As viagens de João Lourenço à Alemanha ou à Bélgica e os seus encontros com Merkel e Macron foram analisados por toda a comunidade diplomática. Houve quem entendesse que estes eram os primeiros passos rumo à democratização de Angola, mas também houve quem duvidasse desse preceito. Nas duas análises, opostas, existe um eixo comum : ” Mudou a percepção de que Angola já não é de José Eduardo dos Santos.” Mas as dúvidas sobre o que se segue são mais do que muitas e Rafael Marques fez questão de deixar isso mesmo esclarecido.

A leitura que faz deste primeiro ano de mandato é positiva mas desconfiada. ” É necessário que os gestos simbólicos se tornem em medidas concretas.” E o jornalista angolano tem dúvidas de que cheguem dando mais poder a João Lourenço, que em breve será eleito líder do MPLA. “As mudanças não dependem das vontades de um homem só, e quanto mais poderes esse homem pedir para poder efectuar mudanças mais alerta devemos estar.”

Mas se a vontade de João Lourenço merece o benefício da dúvida do jornalista, o mesmo não se pode dizer do MPLA. O partido do regime “continua a ser um partido de matriz ditatorial”, nem sequer permite que haja outras correntes internas.

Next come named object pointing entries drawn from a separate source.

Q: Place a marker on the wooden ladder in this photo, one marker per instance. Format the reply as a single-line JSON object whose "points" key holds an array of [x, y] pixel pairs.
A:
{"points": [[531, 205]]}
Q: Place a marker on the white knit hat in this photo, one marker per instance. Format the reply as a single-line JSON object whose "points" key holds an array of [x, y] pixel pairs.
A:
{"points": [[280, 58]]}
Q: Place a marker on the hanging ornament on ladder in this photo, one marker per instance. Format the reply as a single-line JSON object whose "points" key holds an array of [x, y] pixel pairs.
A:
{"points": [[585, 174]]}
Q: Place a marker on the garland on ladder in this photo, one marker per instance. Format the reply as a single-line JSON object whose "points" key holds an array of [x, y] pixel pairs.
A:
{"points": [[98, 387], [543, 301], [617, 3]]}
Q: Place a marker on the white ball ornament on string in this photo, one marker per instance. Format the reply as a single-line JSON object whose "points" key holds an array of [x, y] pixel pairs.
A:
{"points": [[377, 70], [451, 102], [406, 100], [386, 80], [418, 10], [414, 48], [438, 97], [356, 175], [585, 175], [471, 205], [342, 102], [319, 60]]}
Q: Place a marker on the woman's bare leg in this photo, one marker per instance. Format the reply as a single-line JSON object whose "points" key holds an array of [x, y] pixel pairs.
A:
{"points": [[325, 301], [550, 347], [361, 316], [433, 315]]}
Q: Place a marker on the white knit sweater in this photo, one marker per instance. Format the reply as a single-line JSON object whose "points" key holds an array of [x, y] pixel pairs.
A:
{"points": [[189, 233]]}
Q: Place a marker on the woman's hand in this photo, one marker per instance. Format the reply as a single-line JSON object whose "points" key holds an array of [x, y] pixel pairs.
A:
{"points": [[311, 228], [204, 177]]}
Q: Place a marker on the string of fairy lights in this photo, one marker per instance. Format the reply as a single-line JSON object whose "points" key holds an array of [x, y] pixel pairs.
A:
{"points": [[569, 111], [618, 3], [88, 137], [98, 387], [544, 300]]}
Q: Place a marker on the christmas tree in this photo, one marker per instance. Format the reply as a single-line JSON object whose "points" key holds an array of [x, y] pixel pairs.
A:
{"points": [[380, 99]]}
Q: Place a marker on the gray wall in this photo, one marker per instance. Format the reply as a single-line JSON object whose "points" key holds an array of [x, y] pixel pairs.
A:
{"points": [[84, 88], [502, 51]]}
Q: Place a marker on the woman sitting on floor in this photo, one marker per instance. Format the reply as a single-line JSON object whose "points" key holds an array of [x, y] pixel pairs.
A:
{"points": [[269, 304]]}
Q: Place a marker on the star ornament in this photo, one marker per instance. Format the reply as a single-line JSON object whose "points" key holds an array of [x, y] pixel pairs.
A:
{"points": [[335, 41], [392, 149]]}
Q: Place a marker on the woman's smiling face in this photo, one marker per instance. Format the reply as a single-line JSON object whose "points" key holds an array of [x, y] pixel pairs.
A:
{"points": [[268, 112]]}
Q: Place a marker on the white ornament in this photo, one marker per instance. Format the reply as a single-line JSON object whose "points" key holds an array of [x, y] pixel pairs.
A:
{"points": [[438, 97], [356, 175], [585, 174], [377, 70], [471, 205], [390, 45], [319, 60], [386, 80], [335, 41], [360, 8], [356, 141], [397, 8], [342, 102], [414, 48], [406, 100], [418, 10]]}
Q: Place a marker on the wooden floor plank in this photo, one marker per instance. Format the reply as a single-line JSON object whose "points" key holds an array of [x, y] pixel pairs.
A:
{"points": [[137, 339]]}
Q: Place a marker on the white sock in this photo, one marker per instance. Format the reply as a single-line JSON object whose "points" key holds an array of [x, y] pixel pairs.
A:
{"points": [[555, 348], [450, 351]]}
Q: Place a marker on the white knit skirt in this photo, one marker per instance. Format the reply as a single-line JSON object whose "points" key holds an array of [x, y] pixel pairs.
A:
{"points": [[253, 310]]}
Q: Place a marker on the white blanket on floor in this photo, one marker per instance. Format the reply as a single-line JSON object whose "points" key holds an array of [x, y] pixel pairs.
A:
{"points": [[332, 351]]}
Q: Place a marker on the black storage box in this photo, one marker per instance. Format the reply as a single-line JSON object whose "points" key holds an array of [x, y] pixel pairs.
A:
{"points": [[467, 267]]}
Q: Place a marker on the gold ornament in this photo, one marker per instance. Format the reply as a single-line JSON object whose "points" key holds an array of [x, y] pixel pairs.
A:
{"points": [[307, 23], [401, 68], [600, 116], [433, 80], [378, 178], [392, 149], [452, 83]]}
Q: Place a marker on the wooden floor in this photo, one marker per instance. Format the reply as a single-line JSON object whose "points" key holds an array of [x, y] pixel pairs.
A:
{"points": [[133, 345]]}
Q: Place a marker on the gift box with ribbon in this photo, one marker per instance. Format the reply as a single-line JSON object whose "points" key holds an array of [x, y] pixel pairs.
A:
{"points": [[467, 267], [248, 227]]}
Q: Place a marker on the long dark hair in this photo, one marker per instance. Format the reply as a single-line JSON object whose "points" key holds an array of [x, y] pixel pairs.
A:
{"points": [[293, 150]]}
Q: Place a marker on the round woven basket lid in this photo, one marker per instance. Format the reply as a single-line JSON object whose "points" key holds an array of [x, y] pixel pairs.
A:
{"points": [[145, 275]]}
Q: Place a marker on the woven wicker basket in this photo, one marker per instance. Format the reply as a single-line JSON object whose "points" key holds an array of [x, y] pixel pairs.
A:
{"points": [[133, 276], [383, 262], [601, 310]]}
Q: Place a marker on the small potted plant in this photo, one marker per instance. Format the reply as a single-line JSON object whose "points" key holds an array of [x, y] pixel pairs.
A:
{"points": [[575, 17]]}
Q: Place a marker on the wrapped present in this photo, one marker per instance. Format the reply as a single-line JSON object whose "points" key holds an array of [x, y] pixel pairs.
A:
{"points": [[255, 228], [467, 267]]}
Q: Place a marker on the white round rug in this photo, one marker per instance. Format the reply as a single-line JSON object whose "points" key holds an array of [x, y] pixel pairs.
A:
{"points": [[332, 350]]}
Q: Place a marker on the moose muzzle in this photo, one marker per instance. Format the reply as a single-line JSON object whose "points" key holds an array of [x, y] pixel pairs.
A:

E acrescenta: “. O nepotismo mantém-se”. Todos estes factores fazem Rafael Marques ficar reticente quanto ao futuro do país.

Mas também aconselha os opositores a fazerem mais pela defesa de Angola.

” A oposição tem de ser mais agressiva, não pode apostar apenas em fazer concorrência num sistema que lhe é desfavorável”, defende.

A luta que pode permitir que se colham mais frutos é a da exigência de mais democracia “em todos os sectores”. Aceitar as regras do jogo não trará a mudança de que o país precisa.

Rafael Marques tem uma relação de proximidade com o Bloco de Esquerda desde que , em 1999, depois de ter sido detido em Luanda, foi apoiado pelos bloquistas através de uma condenação que apresentaram no Parlamento português em defesa do jornalista angolano.